In Ho Chi Minh City, which accounts for a large proportion of the country's total outstanding credit, credit is showing clear signs of growth. Mr. Nguyen Duc Lenh, Deputy Director of the State Bank of Vietnam, Region II Branch, said that the total outstanding credit in the area has reached over VND4,165 trillion, up 13% over the same period in 2024. Of which, loans for small and medium enterprises account for about 35%, showing that priority policies are on the right track.
In particular, credit disbursed for exports also achieved impressive growth. Total outstanding export loans in the first 5 months of 2025 reached VND 146,500 billion, up 42% compared to the end of last year and 52% compared to the same period in 2024. Explaining this growth, Mr. Lenh said: "Export enterprises have the characteristics of fast capital turnover, short recovery time and stable cash flow, helping credit flow circulate effectively, limiting the risk of bad debt."
Ho Chi Minh City has also implemented many specialized credit packages for the export sector. Typically, the VND100,000 billion package to support the agricultural, forestry and fishery supply chain has so far disbursed more than VND2,000 billion, with outstanding loans reaching over VND4,000 billion for more than 3,000 customers, mostly small and medium enterprises.
Although the credit picture is quite bright, experts still emphasize the need to closely monitor the macroeconomic consequences if low interest rates persist. Associate Professor, Dr. Nguyen Huu Huan, Lecturer at Ho Chi Minh City University of Economics, warned: “If the State Bank continues to pump abundant liquidity, interest rates will remain low. But this will put great pressure on the exchange rate, especially in the context of the VND having depreciated against the USD in recent months, although the greenback is showing signs of weakening.”
Mr.

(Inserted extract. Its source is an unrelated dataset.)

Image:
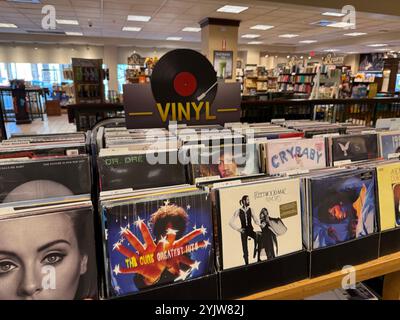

Huan also said that the risk of “double weakness” is entirely possible when on one side is exchange rate pressure, on the other side is potential inflation if cheap capital flows not into production but into speculation and risky assets. At that time, keeping interest rates low to promote growth can cause monetary policy to become unbalanced, and eventually have to return to “tightening” more strongly in 2026.
For many businesses, especially those with large loans, floating interest rates are still a hidden concern. The preferential interest rate in the first year is only a "temptation", then depending on the market, it can jump to 9-11%/year, or even higher if credit demand increases suddenly. Forecasting and managing cash flow in the medium and long term will be a matter of survival for businesses borrowing capital at this time.
The future of interest rates depends on two key factors: the direction of the SBV's monetary policy in the second half of the year, and global geopolitical and economic fluctuations. In the short term, the trend of interest rates will continue to be maintained at low levels to support growth. However, signals from the bond market, exchange rates and pressure to increase capital mobilization from banks show that interest rates may reverse if hot money flows return.
Experts recommend that people and businesses should be cautious when borrowing money, especially long-term loans. They should not expect too much from low interest rates for a long time, but should calculate plans to prevent interest rate risks in the future.
On the management side, maintaining stable monetary and fiscal policies, maintaining systemic liquidity, controlling capital flows and preventing speculation are vital factors to take advantage of the opportunities that the current low interest rate level is bringing.